La primera aparición del Duende de Valladolid fue en 1560, cuando este empezó a hablar con un hidalgo de origen burgalés, Martín Ruiz de Arce, dando lugar a una leyenda de un demonio parlero que recorría las calles de la ciudad, con el inverosímil (pero adecuado) horario laboral de 8 a 10 de la tarde. Durante esas dos horas, hombres y mujeres podían entablar conversación con el duende, siempre a través del hidalgo burgalés. En un tratado escrito en 1613 y publicado en 1639, el deán vallisoletano Pedro Sánchez Aguilar (que tenía 84 años cuando lo vio en letras de molde) cuenta con detalle todas las anécdotas del duende en cuestión, desde sus conversaciones fuera de hora, hasta sus visitas a las casas de los mejores hidalgos de la villa, incluyendo los momentos en que este demonio parlero se hacía a veces con una vihuela y con unos pequeños instrumentos de percusión que ejecutaba con destreza para cantar historias y hacer bailar y reír a la gente. También cuenta cómo a veces es él, el propio duende, el que sale bailando y riendo, cuando son otros los que interpretan buena música. Nadie, dice Pedro Sánchez Aguilar, ha conseguido verlo nunca, y si alguien dice haberlo visto, no es capaz de decir de dónde vino ni por dónde se fue. Todos han intentado burlar al duende, que como todo creador es un sujeto melancólico, con momentos de tristeza y llanto que se juntan sin solución de continuidad con los del festivo hablistán.

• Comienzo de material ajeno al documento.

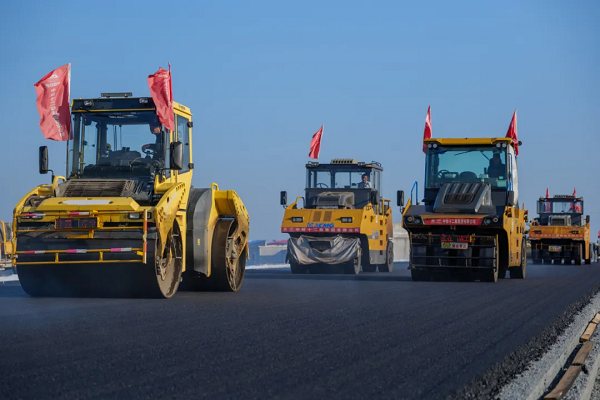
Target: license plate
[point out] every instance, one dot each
(76, 223)
(455, 246)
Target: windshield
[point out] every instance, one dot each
(342, 179)
(466, 164)
(560, 207)
(116, 142)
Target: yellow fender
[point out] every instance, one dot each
(166, 211)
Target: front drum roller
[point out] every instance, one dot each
(159, 277)
(228, 257)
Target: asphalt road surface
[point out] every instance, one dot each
(288, 336)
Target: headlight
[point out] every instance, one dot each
(416, 220)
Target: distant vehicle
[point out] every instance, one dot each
(470, 220)
(560, 232)
(344, 222)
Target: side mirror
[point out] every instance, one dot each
(176, 156)
(283, 198)
(510, 198)
(43, 160)
(400, 198)
(374, 197)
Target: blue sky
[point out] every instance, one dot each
(262, 76)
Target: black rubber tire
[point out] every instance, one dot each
(352, 267)
(389, 258)
(521, 271)
(298, 268)
(369, 268)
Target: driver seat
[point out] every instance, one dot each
(468, 176)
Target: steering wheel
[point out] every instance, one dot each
(148, 149)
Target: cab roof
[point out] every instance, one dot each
(468, 141)
(345, 163)
(125, 103)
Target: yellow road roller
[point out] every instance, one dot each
(125, 220)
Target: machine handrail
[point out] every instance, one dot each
(416, 184)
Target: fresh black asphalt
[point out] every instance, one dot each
(287, 336)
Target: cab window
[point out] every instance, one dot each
(183, 136)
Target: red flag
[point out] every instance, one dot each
(512, 132)
(427, 132)
(315, 144)
(53, 92)
(162, 93)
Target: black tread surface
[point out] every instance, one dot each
(290, 336)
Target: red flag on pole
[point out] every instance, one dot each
(427, 132)
(162, 93)
(512, 132)
(315, 144)
(53, 92)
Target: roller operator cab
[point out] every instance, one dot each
(469, 221)
(343, 223)
(126, 221)
(561, 232)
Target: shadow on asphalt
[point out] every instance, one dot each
(287, 275)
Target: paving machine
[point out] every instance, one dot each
(344, 221)
(126, 221)
(470, 220)
(560, 232)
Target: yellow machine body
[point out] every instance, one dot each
(335, 206)
(560, 233)
(126, 215)
(469, 220)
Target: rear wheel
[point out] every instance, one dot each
(298, 268)
(352, 267)
(520, 271)
(389, 264)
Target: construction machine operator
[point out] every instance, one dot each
(496, 168)
(365, 184)
(155, 149)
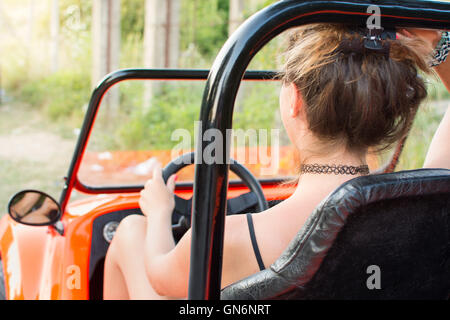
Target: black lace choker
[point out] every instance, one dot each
(336, 169)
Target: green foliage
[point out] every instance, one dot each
(133, 18)
(61, 95)
(175, 106)
(205, 24)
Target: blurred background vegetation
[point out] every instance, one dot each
(40, 94)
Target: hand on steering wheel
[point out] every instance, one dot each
(182, 212)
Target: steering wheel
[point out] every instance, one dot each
(236, 205)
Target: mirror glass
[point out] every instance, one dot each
(34, 208)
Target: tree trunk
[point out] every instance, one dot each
(54, 35)
(106, 45)
(236, 15)
(161, 40)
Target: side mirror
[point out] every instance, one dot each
(34, 208)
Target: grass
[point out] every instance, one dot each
(17, 174)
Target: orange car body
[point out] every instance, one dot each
(39, 263)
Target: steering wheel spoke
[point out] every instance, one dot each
(234, 206)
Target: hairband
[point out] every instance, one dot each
(372, 41)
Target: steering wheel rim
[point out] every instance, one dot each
(242, 172)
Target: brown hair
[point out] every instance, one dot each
(366, 100)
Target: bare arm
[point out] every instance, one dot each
(438, 155)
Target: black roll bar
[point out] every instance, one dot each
(211, 181)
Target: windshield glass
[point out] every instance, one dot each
(143, 120)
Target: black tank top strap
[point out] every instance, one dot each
(251, 228)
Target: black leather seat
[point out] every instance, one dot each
(394, 226)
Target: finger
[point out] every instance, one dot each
(157, 172)
(171, 182)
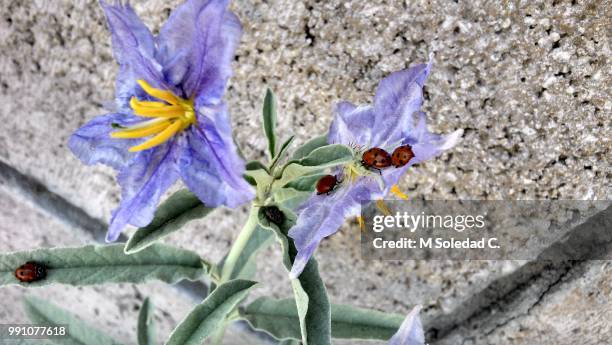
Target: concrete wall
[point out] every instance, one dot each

De lo único que hay certeza es que para poder contar la historia privada de Valladolid no habría que recurrir a los archivos oficiales ni a los volúmenes publicados en la imprenta, sino más bien a las memorias individuales del duende. El las fue transformando en narraciones para ser cantadas. Algunas de sus canciones le reportaron premios, pero por otras recibió, siempre según el docto cura de la ciudad, pedradas, o se le lanzaron huevos a su imaginado paso (pues recordemos que nadie puede asegurar haberlo visto sin la menor sombra de duda).
El Coyote apareció sin origen preciso entre las dos jambas de la puerta. Sobre calaca con casi todas sus piezas y pómulos altos envidia de cualquier catrina, traía fibras musculares y venas salidas de una lección de anatomía, todo ello envuelto en una piel cuidadosamente arrugada. Vino vestido de guayabera azul cobalto siempre recién planchada y pantalones grises de hace diez kilos, contoneándose como el primer hombre hecho de pasta de maíz. En la mano izquierda llevaba una colilla de Delicados que no había visto lumbre, ni luciérnaga, ni pluma de guacamaya desde el fin de semana anterior. Retiró el bolso que estaba en la tercera silla en torno al velador porque le molestaba para sentarse. Nada más hacerse un cuatro en el asiento, empezó a entonar unas pocas canciones de amor, sin llegar a terminar ninguna, mientras la pareja que se tomaba un café en ese mismo velador escuchaba el concierto privado. El Coyote dio una calada seca a su cigarrillo, se aclaró la garganta y contó unos pocos pedazos inconexos de una vida entreverada de tragedia, abandonado por su familia, obligado a veces a dormir en la calle, exorcizado por generaciones de curas. Luego alguien le dijo “echa a andar a la plaza” y él respondió “no es plaza, es parque”, pidió un donativo, se dio media vuelta y se disolvió sin dejar más rastro entre las jambas.